Over the holidays, I decided to drive to Orlando and give the Walt Disney Co. (NYSE: DIS) a few of my hard earned dollars. My 12 year-old son talked me into riding the Tower of Terror at Disney’s Hollywood Studios.
As a thrill ride, the Tower of Terror plays on three of humankind’s most basic fears: falling, the unknown and the dark. I wasn’t that concerned. In the investment biz, that’s just another day at the office.
But when it comes to the investing, I’ll be honest. I am a concerned about the stock market in 2015.
Here’s why: It’s all about earnings.
At the end of the day, an investor should buy a stock based on the underlying company’s ability to deliver quality, consistent earnings. Those earnings should also be purchased at a fair-to-discounted price as measured by a stock’s price-to-earnings ratio (PE).
In more bullish times, investors are sometimes a bit too optimistic about the future and will push stock prices and their attached PE’s higher. In bearish times, they often become too pessimistic and drive prices and PE’s down.
I took notice after working on this chart of peak PE ratios for the SP 500 Index.
The way the picture tells the story, we’re overly optimistic and at the same valuations as before the 2008-2009 crash.
So are we so positive? The current numbers don’t indicate a profoundly bullish market in 2015.
Consensus estimates for the SP 500's 2015 EPS are around $125. In 2014, the SP saw EPS at around $117.
If things go according to plan, the market would see EPS growth of about 6-to-7%. Curb your enthusiasm.
On a forward basis, that would put the market’s PE at around 16-to-17. While that’s not too terribly expensive historically, I question the earnings growth.
Although 5% isn’t bad, it does seem a bit anemic. I’d rather own stocks with earnings growth 400% better than the overall market’s with lower forward PE’s.
I’ve found three that are worth further research:
Olin Corp. (NYSE: OLN)
Like Warren Buffett, I like solid, consistent businesses that are easy to understand. Olin hits it on the screws in that department.
The company makes two things: Chlor Alkali products (chlorine and related stuff) and Winchester ammunition. While Olin falls into the diversified chemicals sector, its business is so focused that the stock is a little less vulnerable to the economic cyclicality of the sector as a whole. Chlorine is in damn near everything and Winchester is a solid brand in both the civilian retail and government market.
The stock trades around $22 with a forward (2015) PE of 12. Earnings per share for 2014 are estimated at around $1.40. In 2015, EPS is expected to rise 25%, to around $1.75 a share. The stock has an attractive 3.6% dividend yield and the company balance sheet is in good condition with a manageable debt-to-income ratio of 37%, which is nearly 20% lower than its peer group.
The Blackstone Group LP (NYSE: BX)
When it comes to the private equity business, Blackstone is the 900-pound gorilla. Yet the stock is one of the cheapest I’ve seen in a while.

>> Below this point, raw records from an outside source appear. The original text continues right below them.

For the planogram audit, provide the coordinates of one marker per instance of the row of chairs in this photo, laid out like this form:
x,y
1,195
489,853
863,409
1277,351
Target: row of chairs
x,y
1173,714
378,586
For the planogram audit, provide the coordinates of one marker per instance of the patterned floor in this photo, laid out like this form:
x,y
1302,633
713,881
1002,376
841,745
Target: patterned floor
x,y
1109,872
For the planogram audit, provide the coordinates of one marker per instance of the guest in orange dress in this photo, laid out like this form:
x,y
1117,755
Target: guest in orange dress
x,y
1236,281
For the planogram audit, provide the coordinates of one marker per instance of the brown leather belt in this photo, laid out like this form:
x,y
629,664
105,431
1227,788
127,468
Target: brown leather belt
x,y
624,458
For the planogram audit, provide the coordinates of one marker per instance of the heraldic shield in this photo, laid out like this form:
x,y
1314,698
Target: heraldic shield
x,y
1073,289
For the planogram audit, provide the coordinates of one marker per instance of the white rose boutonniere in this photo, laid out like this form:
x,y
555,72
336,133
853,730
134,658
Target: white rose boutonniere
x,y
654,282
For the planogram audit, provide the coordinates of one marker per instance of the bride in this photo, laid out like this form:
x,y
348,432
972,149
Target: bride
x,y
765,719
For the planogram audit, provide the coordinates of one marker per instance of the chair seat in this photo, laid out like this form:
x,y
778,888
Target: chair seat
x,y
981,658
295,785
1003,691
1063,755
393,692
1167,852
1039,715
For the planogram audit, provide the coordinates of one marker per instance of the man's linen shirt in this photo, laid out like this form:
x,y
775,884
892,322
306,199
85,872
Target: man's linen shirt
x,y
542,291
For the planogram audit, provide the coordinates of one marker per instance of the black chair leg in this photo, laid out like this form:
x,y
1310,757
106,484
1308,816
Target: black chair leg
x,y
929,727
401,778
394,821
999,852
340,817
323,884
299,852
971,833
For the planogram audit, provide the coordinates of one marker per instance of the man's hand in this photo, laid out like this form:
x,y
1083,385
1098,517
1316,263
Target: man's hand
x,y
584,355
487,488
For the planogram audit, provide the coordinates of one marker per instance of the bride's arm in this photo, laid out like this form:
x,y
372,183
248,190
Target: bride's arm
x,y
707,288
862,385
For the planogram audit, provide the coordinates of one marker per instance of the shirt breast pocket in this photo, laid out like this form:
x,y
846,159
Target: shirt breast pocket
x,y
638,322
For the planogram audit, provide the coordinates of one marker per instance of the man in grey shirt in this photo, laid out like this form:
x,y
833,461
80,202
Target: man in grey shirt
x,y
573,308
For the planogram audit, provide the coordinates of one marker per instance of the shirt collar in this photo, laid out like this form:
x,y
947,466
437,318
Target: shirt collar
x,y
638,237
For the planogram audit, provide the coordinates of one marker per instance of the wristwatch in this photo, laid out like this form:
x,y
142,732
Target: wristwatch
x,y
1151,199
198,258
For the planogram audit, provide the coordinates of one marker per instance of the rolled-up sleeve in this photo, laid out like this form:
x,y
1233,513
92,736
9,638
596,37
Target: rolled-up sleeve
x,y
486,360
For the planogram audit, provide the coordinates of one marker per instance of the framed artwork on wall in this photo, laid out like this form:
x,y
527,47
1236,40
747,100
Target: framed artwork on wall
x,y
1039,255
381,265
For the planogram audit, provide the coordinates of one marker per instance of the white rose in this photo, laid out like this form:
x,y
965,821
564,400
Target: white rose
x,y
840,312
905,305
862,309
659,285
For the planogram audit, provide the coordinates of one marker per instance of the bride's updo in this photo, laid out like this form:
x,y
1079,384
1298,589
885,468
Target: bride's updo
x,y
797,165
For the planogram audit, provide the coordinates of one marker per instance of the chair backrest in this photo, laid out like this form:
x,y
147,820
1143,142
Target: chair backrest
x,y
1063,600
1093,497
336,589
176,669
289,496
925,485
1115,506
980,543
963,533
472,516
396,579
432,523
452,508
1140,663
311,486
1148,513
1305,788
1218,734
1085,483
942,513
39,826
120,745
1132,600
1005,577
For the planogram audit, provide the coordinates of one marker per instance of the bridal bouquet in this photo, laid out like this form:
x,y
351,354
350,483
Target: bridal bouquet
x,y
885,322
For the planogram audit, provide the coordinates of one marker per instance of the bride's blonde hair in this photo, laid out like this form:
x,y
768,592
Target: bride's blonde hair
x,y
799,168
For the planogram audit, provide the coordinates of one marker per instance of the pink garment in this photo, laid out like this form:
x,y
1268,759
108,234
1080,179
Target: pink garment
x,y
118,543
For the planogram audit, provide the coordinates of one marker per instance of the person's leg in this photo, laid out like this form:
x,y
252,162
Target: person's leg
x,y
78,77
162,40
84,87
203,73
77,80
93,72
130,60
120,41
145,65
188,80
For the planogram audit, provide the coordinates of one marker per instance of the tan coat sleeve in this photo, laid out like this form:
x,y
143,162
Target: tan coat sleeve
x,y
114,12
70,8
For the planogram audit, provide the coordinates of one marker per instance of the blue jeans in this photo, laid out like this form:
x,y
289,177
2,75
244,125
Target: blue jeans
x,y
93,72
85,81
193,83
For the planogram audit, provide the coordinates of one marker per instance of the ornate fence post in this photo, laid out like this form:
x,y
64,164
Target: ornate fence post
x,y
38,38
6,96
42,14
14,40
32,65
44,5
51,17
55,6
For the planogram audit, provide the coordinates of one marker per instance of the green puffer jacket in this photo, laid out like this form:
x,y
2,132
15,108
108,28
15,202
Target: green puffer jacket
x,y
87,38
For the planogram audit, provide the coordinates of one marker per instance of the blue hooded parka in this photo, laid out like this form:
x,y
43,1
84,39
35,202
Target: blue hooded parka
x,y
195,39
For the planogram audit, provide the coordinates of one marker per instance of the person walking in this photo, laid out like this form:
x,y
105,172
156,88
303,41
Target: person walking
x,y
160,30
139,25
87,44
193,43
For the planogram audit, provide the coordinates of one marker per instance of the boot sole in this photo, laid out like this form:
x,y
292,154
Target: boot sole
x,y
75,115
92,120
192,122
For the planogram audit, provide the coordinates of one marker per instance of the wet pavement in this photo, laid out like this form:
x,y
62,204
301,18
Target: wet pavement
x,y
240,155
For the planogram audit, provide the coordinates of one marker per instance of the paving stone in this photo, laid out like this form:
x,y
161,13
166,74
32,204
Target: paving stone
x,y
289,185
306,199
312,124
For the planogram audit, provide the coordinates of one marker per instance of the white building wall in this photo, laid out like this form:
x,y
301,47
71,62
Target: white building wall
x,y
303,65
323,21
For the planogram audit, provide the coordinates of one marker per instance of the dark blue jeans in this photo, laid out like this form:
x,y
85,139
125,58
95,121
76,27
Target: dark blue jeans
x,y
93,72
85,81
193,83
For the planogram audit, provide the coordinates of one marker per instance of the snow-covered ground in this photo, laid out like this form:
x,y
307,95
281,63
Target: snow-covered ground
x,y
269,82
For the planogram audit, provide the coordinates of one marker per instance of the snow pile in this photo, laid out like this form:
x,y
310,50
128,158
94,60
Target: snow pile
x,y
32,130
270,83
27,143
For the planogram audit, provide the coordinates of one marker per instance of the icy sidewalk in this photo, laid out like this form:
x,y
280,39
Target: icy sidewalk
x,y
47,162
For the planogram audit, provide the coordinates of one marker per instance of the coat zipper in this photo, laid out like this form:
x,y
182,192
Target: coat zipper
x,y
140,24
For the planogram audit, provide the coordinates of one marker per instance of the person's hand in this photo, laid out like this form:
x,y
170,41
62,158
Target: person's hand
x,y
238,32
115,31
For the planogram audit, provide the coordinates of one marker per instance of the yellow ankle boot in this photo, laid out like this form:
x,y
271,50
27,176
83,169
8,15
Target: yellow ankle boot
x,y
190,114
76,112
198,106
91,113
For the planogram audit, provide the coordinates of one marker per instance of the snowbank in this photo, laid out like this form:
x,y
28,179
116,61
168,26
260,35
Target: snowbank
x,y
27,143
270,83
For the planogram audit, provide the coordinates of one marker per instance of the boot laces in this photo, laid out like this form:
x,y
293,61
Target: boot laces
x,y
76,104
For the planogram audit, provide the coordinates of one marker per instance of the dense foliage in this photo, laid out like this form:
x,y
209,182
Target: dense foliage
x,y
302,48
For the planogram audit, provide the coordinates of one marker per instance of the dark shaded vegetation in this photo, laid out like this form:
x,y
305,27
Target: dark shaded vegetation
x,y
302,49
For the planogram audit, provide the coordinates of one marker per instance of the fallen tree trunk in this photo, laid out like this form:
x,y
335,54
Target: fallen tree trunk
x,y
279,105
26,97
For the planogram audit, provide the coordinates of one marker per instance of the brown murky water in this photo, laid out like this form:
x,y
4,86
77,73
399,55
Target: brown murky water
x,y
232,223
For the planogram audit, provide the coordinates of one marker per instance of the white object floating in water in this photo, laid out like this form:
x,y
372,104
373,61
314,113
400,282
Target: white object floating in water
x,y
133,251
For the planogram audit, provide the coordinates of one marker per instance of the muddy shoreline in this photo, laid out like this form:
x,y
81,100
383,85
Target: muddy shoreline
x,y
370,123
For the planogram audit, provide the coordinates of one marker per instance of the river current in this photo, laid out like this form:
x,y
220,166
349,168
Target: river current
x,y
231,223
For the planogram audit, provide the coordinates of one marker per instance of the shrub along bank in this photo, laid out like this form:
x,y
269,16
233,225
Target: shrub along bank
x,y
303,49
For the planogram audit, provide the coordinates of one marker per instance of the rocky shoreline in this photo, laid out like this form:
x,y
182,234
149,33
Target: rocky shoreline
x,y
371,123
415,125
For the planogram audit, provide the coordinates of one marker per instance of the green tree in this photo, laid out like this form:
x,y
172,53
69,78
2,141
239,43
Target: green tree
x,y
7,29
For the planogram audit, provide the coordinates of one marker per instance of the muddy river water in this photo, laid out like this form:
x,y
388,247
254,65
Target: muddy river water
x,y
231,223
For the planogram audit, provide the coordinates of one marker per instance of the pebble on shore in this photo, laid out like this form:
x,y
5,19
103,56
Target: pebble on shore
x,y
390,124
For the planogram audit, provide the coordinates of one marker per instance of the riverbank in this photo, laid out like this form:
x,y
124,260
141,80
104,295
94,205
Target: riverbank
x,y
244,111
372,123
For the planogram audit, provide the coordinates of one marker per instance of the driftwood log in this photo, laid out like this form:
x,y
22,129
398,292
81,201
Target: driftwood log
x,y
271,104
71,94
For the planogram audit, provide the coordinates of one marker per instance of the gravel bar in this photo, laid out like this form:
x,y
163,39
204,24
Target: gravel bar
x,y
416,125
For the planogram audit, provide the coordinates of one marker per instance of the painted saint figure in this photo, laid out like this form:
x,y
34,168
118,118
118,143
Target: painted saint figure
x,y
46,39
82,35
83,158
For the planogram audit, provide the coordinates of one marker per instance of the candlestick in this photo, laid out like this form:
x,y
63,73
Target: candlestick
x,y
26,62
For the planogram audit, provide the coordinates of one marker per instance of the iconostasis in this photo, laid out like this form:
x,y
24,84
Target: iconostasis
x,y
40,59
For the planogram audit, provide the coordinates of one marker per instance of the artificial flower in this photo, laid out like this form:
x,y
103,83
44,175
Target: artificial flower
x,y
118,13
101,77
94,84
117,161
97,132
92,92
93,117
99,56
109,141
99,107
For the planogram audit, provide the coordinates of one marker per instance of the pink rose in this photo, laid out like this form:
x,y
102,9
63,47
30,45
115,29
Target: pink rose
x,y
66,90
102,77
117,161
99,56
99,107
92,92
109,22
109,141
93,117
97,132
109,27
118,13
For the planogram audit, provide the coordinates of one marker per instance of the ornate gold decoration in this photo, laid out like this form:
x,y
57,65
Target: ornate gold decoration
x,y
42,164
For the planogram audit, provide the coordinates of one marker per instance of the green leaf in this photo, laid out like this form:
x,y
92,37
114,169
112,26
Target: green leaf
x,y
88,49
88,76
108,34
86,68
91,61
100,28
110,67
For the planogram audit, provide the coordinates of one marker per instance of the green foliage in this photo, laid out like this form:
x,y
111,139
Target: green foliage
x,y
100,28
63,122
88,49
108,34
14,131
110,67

The firm is a world-class fund raiser for private equity transactions. It also manages a private equity and real estate portfolio worth more than $200 billion and provides advisory services.
For 2014, EPS are expected to be $3.20. The 2015 forecast estimates a 15% increase, to $3.70. That puts Blackstone’s forward PE at just 10.3 based on a $33 unit price.
The 5.8% dividend yield should be in good shape thank to the cash generated by the spinoff of its investment management division. I profiled the company recently here.
Ford Motor Co. (NYSE: F) – After profiling the automaker last year, some of the best economic tailwinds have filled the company’s sails. U.S. economic growth combined with sub $2 per gallon gasoline should result in strong demand for the newly belled and whistled Ford F-150 truck.
After weathering the financial crisis of 2008 remarkably -- thanks mainly to prudent financial management and family stewardship -- Ford has emerged as one of the best of the "Big Three" automakers.
The beefed up product and pricing power should flow through to the bottom line. After pre-announcing softer 2014 EPS of $1.12, profits are expected to rebound nicely to EPS of $1.62 for 2015, which translates into a stellar 45% pop in earnings growth. At around $15 a share, that puts the 2015 forward PE for the stock at just 9.25. The 3.3% dividend yield is also a nice bonus.
Risks To Consider: The biggest risk facing all three names is macroeconomic headwinds. Diversified chemicals, financials and autos are three extremely, economically sensitive sectors. The best defense these stocks offer are their low valuations relative to the broader market.
Action To Take -- As a basket, these three stocks are expected to grow EPS by an impressive 28% -- nearly six times the expected EPS growth rate for the SP 500.
The average forward PE based on 2015 EPS projections is an extremely cheap 10.5. That’s a 57% discount to the market’s forward PE. I think that’s a much safer bet going into the New Year.
If these companies can continue to turn in solid operating results, then PE expansion to 14 -- still cheap relative to the benchmark -- is an easy target. The result, combined with a blended dividend yield of 4.2%, would be a total return in excess of 35%.